Rotated close-up of the mosaic, showing in detail its depiction of Aeneid 1.8-9: Musa, mihi causas memora, quo numine laeso | quidve…
Publius Vergilius Maro (70 BCE – 19 BCE)
- Vergil was born on 15th October 70 BCE in Mantua and died on 21st September 19 BCE in Brundisium. He was buried near Naples.
- At the time of his death, his fortune amounted to about 10 million sesterces (which suggests the social rank of an equestrian), he owned a house in Rome and had personal contacts to Augustus.
[pdf w clickable links: CL 102 Spring 2018-Vergil’s Works and relationships]
1) Inscription of Cornelius Gallus in Hieroglyphs, Latin, and Greek detailing his achievements in Egypt (ILS 8995), erected at Philae. 16th April 29 BCE. Image: via Epigraphic Database Heidelberg. 2) Inscription of Cornelius Gallus on the Egyptian Obelisk (now in front of St. Peter’s Basilica, Rome). Augustus had moved the obelisk to Alexandria, Egypt; in 37 CE it was moved to Rome by Caligula. The inscription has been deciphered from underneath another (CIL 6.882) from traces left by nail-holes of the bronze letters. Image: EDCS. 3) The Vatican obelisk at Rome. Image: “Dabnu14” (CC-BY-SA-3.0) via wikimedia.

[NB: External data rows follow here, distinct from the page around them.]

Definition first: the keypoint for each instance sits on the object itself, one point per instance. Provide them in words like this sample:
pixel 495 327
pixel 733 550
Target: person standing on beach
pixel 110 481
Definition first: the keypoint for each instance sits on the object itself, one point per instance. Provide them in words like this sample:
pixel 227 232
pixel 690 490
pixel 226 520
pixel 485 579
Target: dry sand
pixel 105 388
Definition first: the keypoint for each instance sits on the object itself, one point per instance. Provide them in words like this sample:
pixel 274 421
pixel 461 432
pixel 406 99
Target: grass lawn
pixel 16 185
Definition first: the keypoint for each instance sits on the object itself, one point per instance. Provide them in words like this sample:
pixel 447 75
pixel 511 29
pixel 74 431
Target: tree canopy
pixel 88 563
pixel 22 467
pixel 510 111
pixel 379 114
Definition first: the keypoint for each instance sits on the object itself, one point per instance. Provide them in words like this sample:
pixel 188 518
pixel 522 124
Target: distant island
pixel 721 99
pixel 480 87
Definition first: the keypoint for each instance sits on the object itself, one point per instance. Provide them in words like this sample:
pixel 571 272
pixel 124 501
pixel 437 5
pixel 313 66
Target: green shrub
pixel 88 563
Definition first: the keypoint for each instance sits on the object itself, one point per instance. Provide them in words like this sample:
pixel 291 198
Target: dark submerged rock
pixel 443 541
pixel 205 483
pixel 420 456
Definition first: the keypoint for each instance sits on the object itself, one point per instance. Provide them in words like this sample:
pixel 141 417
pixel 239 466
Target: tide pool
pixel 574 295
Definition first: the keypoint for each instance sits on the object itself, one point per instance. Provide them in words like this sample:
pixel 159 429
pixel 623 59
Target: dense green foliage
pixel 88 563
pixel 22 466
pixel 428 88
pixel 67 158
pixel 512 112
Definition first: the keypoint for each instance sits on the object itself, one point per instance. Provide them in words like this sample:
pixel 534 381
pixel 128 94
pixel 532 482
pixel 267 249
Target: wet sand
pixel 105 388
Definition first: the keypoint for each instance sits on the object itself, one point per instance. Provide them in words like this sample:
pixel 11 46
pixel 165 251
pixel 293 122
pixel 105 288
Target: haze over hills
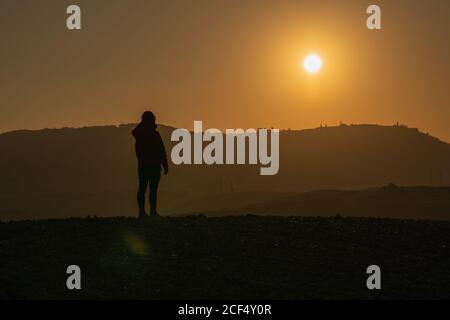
pixel 92 170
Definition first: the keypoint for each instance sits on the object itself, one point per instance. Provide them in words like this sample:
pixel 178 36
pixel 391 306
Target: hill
pixel 74 172
pixel 388 201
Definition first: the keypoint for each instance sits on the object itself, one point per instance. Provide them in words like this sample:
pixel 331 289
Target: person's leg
pixel 143 182
pixel 155 176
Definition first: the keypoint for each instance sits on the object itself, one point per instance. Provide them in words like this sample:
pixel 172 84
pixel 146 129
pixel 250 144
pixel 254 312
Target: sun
pixel 312 63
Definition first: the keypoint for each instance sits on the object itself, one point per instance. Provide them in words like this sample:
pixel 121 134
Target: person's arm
pixel 135 130
pixel 163 155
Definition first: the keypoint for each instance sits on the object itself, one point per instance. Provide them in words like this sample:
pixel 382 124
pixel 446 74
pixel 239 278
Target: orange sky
pixel 228 63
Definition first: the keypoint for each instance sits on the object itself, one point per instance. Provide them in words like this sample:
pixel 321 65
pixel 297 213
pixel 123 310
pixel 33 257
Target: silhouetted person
pixel 151 154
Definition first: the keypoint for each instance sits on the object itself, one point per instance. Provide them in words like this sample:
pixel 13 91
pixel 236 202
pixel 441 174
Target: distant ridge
pixel 92 170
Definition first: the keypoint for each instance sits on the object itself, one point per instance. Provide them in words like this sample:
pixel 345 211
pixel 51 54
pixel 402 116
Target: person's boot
pixel 153 213
pixel 142 214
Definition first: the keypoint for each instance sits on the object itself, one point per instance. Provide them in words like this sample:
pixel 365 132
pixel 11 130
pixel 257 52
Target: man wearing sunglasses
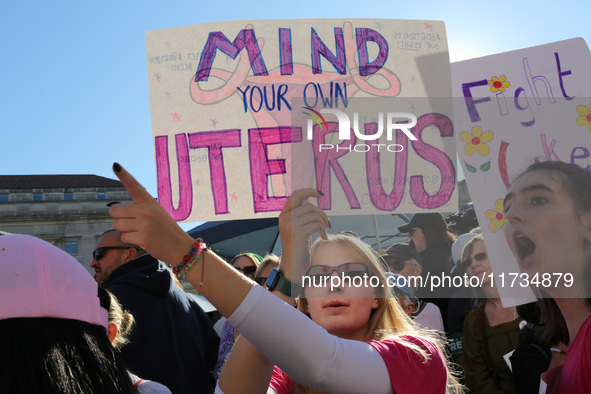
pixel 145 287
pixel 403 259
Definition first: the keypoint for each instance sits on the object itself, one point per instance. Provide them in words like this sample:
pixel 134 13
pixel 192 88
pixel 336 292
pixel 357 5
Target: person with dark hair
pixel 356 340
pixel 532 356
pixel 433 240
pixel 54 331
pixel 120 326
pixel 490 331
pixel 548 208
pixel 182 359
pixel 404 260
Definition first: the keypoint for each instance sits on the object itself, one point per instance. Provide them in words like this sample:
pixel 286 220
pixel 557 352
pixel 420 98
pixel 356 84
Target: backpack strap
pixel 489 364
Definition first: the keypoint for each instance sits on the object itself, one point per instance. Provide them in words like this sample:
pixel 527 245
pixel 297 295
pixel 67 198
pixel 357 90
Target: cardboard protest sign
pixel 516 108
pixel 238 121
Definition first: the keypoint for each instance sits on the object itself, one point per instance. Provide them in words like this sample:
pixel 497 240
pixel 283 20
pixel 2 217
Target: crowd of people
pixel 134 329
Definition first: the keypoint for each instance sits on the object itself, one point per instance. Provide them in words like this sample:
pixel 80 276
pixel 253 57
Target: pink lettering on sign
pixel 164 182
pixel 379 198
pixel 214 141
pixel 439 159
pixel 325 160
pixel 261 166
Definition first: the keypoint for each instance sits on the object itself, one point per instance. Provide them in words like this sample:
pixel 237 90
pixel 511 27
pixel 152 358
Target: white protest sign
pixel 517 108
pixel 231 101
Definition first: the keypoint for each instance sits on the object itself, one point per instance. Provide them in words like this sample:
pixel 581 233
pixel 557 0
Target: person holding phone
pixel 342 348
pixel 548 208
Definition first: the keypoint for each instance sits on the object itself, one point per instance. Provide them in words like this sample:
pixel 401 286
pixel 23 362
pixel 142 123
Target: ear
pixel 130 254
pixel 112 331
pixel 375 303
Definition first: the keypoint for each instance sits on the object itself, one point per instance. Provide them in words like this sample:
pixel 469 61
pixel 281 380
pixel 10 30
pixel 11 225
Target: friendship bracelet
pixel 190 259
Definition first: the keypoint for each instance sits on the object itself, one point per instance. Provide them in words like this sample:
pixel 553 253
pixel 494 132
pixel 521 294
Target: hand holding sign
pixel 298 220
pixel 145 223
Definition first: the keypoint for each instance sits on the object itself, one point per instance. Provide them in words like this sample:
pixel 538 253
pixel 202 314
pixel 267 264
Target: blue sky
pixel 75 85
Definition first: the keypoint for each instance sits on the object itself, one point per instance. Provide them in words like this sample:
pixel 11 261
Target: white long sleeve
pixel 307 352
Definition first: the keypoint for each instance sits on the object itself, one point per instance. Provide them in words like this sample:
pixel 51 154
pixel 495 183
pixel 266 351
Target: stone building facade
pixel 68 211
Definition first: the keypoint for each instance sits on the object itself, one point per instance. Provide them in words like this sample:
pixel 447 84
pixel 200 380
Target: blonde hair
pixel 388 320
pixel 270 259
pixel 122 319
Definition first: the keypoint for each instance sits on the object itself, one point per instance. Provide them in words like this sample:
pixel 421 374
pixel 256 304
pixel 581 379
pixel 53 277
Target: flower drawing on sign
pixel 498 84
pixel 476 141
pixel 497 217
pixel 585 116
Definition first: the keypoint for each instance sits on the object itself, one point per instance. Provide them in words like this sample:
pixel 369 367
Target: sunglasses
pixel 478 257
pixel 347 270
pixel 248 270
pixel 396 264
pixel 99 253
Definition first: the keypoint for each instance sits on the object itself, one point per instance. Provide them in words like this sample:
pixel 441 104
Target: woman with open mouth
pixel 548 208
pixel 356 339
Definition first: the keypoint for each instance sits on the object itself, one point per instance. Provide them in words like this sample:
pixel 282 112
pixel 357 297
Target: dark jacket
pixel 436 262
pixel 173 341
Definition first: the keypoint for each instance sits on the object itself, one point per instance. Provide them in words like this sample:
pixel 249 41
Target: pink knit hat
pixel 39 280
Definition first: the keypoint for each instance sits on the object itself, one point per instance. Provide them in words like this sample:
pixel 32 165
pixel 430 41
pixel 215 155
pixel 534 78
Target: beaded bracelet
pixel 190 259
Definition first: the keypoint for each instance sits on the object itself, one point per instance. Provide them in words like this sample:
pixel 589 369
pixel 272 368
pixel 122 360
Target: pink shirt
pixel 407 371
pixel 575 375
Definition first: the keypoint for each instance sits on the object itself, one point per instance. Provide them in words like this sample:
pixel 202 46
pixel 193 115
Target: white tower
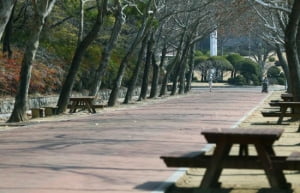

Aeneas: old myth, new purpose
Aeneas appears in Homeric epic (e.g. Iliad 2.819-823, 5.180, 6.77-79, 11.58) where he is already described as a son of Venus. In the Iliad, Poseidon says that Aeneas and his descendants are destined to rule over the Trojans (20.307-308):
“Aeneas will rule the men of Troy in power —
his sons’ sons and the sons born in future years.” (Fagles)
Attic 6th century BCE black-figure amphora depicting Aeneas, carrying his father, Anchises, with his son ahead of him. Escape from Troy. Aphrodite, Aeneas’ mother, stands behind him. Image: Getty villa. (We saw this in lecture 2).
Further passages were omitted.